Depuis trente ans, par exemple, nous voyons se reconstituer l’histoire d’une civilisation toute religieuse qui semblait n’avoir pas eu d’histoire. L’Inde paraissait échapper pour toujours à toute chronologie ; mais les indianistes ont suivi la méthode des géologues : ne pouvant fixer des dates, il se sont contentés de reconnaître d’abord les grandes périodes de la littérature et de la civilisation indienne. Les cadres étant formés, nous voyons les livres, les faits, les idées, venir s’y ranger tour à tour ; et, par des synchronismes prudemment rétablis, les grands faits de l’histoire de l’Inde commencent à prendre place dans l’histoire générale de l’humanité. Si l’on avait tenté cette restitution en commençant par le Vêda, vraisemblablement la science eut longtemps encore marché au hasard ; mais le bouddhisme, qui est la dernière forme des religions indiennes, a été le premier étudié scientifiquement[1]. Les grandes dates en ont été reconnues avec une approximation suffisante et ont servi de point de départ pour remonter ensuite le courant brâhmanique ; enfin, le Vêda a été découvert, et c’est sur lui que les études portent en ce moment.
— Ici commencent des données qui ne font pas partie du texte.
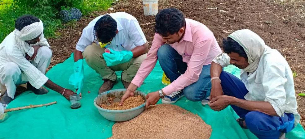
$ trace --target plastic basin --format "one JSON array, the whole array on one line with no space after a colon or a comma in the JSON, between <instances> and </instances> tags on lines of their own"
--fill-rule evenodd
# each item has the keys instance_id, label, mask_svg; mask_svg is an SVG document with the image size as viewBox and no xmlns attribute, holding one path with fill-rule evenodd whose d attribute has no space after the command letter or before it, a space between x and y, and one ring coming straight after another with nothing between
<instances>
[{"instance_id":1,"label":"plastic basin","mask_svg":"<svg viewBox=\"0 0 305 139\"><path fill-rule=\"evenodd\" d=\"M136 107L124 110L110 110L102 108L98 105L107 101L107 98L114 97L114 102L120 102L126 89L115 89L101 94L94 99L94 104L99 112L104 118L113 121L122 122L130 120L139 115L144 110L146 104L146 94L139 91L135 92L135 95L140 95L145 100L144 103Z\"/></svg>"}]
</instances>

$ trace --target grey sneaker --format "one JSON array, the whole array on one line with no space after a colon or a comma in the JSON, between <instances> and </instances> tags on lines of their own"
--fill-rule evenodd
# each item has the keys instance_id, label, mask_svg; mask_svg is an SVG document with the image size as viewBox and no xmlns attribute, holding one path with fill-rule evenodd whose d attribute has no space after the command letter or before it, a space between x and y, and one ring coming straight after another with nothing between
<instances>
[{"instance_id":1,"label":"grey sneaker","mask_svg":"<svg viewBox=\"0 0 305 139\"><path fill-rule=\"evenodd\" d=\"M99 94L111 90L117 83L116 80L115 81L112 81L108 79L103 79L103 80L104 81L104 83L99 90Z\"/></svg>"},{"instance_id":2,"label":"grey sneaker","mask_svg":"<svg viewBox=\"0 0 305 139\"><path fill-rule=\"evenodd\" d=\"M4 94L1 99L1 100L0 100L0 102L3 104L8 104L13 99L14 99L7 95L7 91L6 91L4 92Z\"/></svg>"},{"instance_id":3,"label":"grey sneaker","mask_svg":"<svg viewBox=\"0 0 305 139\"><path fill-rule=\"evenodd\" d=\"M26 89L28 90L32 91L36 95L43 95L47 93L49 91L44 87L42 87L39 89L37 89L33 87L29 82L26 84Z\"/></svg>"}]
</instances>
Or, le Vêda est la forme la plus antique des religions indiennes et celle qui nous les montre le plus près de leur berceau. Une suite de hasards heureux a fait connaître aux savants européens les livres sacrés de l’Orient dans l’ordre le plus favorable à l’étude. Les livres brâhmaniques, ou la religion indienne apparaît dans sa plénitude, ont été connus les premiers ; ceux du bouddhisme l’ont été plus tard et ont donné les premières dates historiques ; enfin, les

  1. Voyez l’Introduction à l’histoire du Bouddhisme indien, par Eug. Burnouf.